Governing Council’s latest hold left the next move wide open for March
The Bank of Canada’s January 28 summary of deliberations puts mortgage professionals on notice that the next rate move – up or down – remains “unusually difficult” to call, even as the policy rate stayed at 2.25%.
With the next decision due March 18, the document underlines just how little guidance the Governing Council feel able to give on timing or direction.
Rather than signaling a clear path to cuts, the council emphasized that heightened uncertainty has broadened the range of outcomes that could force a rethink of its outlook.
The summary said it is “unusually difficult to effectively assign weights and probabilities to the various risks surrounding the outlook,” pointing to geopolitical shocks, the Canada-United States-Mexico Agreement (CUSMA) review and Canada’s adjustment to US tariffs.

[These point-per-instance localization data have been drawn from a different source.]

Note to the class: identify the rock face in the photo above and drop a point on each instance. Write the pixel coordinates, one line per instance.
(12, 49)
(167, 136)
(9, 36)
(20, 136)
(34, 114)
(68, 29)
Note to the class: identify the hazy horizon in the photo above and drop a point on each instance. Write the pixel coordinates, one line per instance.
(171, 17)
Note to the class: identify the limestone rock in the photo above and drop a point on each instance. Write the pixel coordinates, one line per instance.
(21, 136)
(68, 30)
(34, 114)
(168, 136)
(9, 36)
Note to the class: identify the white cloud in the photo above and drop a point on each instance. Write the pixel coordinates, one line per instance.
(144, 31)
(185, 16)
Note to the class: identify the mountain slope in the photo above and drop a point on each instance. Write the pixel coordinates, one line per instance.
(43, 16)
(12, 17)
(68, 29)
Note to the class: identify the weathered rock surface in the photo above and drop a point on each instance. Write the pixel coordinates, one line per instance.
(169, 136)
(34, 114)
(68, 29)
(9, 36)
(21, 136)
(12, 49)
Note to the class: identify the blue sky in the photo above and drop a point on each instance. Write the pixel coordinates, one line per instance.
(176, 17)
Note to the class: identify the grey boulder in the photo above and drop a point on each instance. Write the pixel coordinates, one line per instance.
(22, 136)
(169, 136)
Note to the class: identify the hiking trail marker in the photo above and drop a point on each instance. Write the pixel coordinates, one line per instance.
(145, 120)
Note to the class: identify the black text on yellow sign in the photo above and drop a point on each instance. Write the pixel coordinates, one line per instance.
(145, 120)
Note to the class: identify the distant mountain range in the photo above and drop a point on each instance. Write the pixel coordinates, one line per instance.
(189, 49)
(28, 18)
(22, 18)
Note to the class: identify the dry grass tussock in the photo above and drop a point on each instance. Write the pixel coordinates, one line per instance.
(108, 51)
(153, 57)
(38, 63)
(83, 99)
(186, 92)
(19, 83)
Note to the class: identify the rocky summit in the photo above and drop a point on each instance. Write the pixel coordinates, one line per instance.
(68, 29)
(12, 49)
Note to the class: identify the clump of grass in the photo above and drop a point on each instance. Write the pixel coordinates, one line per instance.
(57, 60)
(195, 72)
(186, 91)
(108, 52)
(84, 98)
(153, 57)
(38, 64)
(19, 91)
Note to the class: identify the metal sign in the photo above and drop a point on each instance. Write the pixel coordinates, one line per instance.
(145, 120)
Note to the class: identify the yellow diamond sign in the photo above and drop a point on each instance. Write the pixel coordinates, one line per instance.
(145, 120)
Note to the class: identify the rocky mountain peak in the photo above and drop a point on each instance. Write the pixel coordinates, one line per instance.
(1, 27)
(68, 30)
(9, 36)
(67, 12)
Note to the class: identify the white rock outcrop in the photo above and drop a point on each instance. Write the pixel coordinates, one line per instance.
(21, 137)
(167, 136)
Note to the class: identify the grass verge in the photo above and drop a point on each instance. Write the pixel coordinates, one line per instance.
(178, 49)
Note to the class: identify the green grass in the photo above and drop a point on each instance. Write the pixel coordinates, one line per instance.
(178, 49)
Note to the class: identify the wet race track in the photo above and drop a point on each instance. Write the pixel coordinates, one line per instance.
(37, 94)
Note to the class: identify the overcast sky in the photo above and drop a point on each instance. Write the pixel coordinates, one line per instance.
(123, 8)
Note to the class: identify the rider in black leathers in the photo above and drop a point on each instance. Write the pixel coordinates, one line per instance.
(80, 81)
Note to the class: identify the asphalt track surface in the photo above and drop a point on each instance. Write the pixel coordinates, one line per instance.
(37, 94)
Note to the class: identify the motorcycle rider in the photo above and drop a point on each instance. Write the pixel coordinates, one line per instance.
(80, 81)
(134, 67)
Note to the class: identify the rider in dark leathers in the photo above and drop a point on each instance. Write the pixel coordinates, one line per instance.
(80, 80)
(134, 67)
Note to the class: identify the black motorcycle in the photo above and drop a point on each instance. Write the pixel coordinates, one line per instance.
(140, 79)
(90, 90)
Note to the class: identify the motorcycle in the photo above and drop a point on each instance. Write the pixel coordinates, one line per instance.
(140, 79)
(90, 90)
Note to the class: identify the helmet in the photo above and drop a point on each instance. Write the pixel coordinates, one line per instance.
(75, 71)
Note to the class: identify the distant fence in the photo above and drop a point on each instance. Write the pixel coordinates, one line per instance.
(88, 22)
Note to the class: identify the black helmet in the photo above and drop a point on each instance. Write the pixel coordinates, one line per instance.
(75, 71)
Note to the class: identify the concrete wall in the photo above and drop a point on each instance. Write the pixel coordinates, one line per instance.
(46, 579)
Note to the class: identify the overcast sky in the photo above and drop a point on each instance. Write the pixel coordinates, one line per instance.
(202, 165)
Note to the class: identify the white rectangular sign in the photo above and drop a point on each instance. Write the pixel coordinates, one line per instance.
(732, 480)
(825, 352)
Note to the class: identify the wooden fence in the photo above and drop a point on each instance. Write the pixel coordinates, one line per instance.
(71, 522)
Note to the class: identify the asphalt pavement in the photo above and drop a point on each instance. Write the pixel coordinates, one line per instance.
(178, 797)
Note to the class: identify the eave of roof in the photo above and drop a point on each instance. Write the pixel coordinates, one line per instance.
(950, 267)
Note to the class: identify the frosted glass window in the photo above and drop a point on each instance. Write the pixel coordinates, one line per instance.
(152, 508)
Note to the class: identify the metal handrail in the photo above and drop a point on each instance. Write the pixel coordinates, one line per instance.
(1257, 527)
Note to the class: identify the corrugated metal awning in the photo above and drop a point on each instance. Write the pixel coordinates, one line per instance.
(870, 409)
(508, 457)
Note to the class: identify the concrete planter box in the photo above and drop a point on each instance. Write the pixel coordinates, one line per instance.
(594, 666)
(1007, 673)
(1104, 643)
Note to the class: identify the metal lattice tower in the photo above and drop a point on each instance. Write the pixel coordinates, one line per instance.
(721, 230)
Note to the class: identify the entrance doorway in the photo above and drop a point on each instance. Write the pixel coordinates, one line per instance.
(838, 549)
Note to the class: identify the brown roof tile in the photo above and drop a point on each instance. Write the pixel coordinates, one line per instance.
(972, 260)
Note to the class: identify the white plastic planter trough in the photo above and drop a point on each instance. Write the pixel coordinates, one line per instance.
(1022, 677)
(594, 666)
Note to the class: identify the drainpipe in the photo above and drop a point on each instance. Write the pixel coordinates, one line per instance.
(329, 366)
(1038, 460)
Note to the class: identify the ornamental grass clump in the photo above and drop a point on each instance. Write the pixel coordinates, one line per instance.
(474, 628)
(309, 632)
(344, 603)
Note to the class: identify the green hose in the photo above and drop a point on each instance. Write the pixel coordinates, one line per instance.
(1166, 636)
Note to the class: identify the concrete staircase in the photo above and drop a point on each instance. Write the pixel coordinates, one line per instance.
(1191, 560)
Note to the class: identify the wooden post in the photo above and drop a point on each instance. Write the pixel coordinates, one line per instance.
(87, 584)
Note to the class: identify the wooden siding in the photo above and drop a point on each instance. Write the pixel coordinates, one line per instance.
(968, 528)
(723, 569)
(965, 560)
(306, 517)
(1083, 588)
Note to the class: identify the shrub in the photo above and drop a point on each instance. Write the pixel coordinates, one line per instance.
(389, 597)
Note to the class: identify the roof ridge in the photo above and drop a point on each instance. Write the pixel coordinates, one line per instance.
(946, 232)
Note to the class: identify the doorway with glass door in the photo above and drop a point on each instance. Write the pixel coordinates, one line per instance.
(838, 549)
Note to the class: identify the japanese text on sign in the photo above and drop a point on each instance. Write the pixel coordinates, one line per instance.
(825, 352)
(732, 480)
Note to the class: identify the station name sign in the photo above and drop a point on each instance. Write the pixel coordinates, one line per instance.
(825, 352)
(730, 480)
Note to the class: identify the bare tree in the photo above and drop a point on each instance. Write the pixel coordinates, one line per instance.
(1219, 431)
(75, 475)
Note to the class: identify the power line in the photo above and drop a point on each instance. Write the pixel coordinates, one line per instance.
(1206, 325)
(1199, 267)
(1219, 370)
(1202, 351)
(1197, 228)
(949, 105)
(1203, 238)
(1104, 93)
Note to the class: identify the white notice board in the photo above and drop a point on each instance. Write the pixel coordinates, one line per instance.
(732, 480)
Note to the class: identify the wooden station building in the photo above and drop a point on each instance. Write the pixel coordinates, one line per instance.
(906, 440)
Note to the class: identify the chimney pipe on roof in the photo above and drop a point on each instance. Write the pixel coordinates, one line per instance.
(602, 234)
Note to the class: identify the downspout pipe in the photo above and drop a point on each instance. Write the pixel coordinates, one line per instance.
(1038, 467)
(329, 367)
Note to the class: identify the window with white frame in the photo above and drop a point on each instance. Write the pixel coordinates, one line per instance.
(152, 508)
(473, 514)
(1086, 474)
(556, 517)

Council members agreed the economy remains in excess supply and projected modest GDP growth of 1.1% in 2026 and 1.5% in 2027, with inflation close to the 2% target.
They noted that “geopolitical tensions and US trade policy remains unpredictable, and uncertainty about how the Canadian economy would adjust remains elevated,” concluding they need to “maintain optionality in setting monetary policy.”
BoC struggles to map next move
The summary reaffirms that the 2.25% policy rate sits on the stimulative side of the Bank’s neutral range and would stay there “conditional on the economy evolving in line with their outlook.”
At the same time, members warned that costs from reconfigured supply chains, the CUSMA review and sector‑specific tariff shocks could either dampen growth or push prices higher.
In a year‑end speech, governor Tiff Macklem already described 2.25% as “at about the right level” to support modest growth while keeping inflation near target, adding that “inflationary pressures continue to be contained despite added costs related to the reconfiguration of trade,” even as the economy remains in “a period of structural adjustment,” he said.
Statistics Canada reported the jobless rate fell to 6.5% in January, its lowest since 2024, but the decline was driven by fewer Canadians seeking work—fueling expectations that the Bank of Canada will hold rates steady through 2026.https://t.co/wgGt9nK589
— Canadian Mortgage Professional Magazine (@CMPmagazine) February 6, 2026
Mortgage market read a plateau, not a pivot
Economists broadly expect the overnight rate to hold near 2.25% through 2026, arguing that a soft but not collapsing economy calls for stability rather than new stimulus or a quick return to hikes.
Some warned that failure of CUSMA negotiations or a deeper trade shock could still pull the Bank deeper into stimulative territory, while a successful deal and firmer growth might justify a gradual move back toward a 2.75% neutral setting.
Ontario brokers critical of the January hold warned that leaving rates unchanged risks deepening housing softness and keeping renewal pain elevated for existing owners, even as national metrics look contained, they said.